The Humanitarian and the Political

However, if the success of esteem that humanitarian action has gained is the reason why it has been adopted by politics, it also constitutes a breach in cold state reasoning, a chink through which ethical demands are able to infiltrate the domain of the calculation of interests. Thus distinguishing between humanitarian and political is not simply a matter of contrasting the transparency of a virtuous action with the opaqueness of a power strategy, the warm enthusiasm of civil society with the cold calculations of States. Rather, on a another level, we have to take differences in nature into account: the man that humanitarian action addresses is not a political animal, but a being who is negatively defined. In response to the question "What is man?", humanitarian philosophy replies that he was not made in order to suffer. This rules out any balancing out in the form of sacrifices: no victim can be deliberately abandoned in favour of another, any more than a life today can be weighed up against a future one, or the relieving of suffering here allows us to put up with neglect elsewhere. Of course, a limit in resources means that choices have to be made, but the logic and constraints of action do not alter the basis of the humanitarian vision which by definition ignores the considerations of time and space that politics adheres to.

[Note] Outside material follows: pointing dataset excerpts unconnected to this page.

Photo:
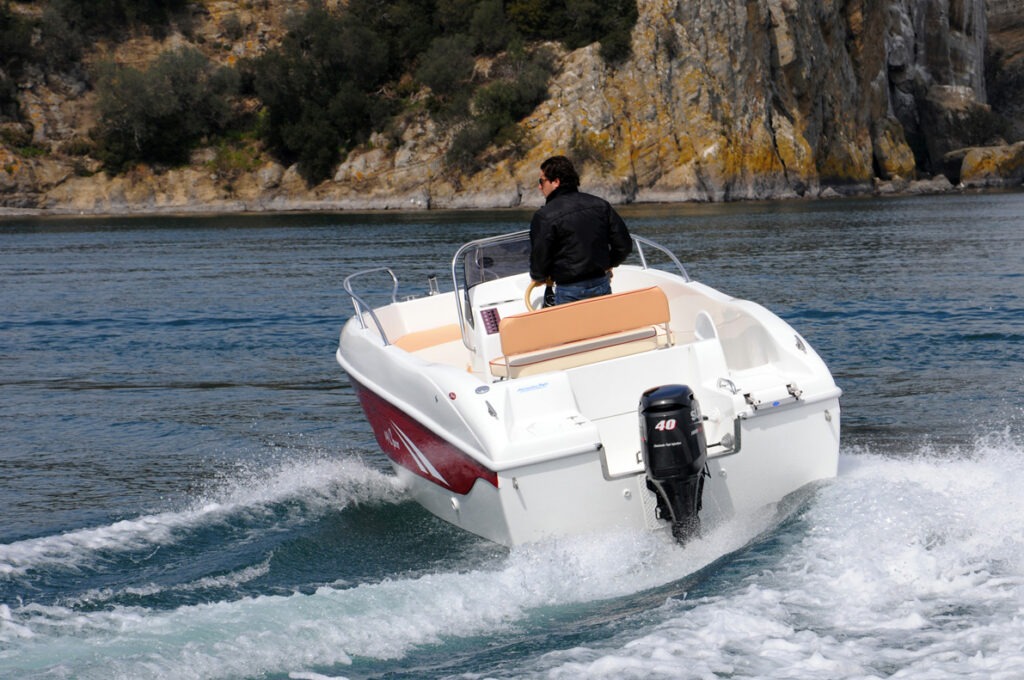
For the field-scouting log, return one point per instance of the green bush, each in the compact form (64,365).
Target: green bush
(15,52)
(160,115)
(448,65)
(321,90)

If these two levels of action are confused, then we court the joint discrediting of both humanitarian action and politics. Politics is moved from the realm of deliberation and responsibility to that of deploration and charity. The demand for justice is submerged in the rhetoric of goodness and humanitarian action is reduced to a public relations tool which is judged according to its media performance. In other words, the aspiration for universality is perverted in the illusion of all- powerfulness, and the other is confined in an extreme otherness whereby the haves and the have- nots, the strong and the weak, those who show their benevolent solicitude and those who receive it are all frozen in their respective, unchanging situations. Of course, the inherent ambiguity of humanitarian activity cannot be overcome, unless the actual problems at its origin have been resolved. But in refusing to distinguish between Antigone's and Creon's two moral philosophies, humanitarian activity risks seeing itself personified by quite another figure; that of Tartuffe.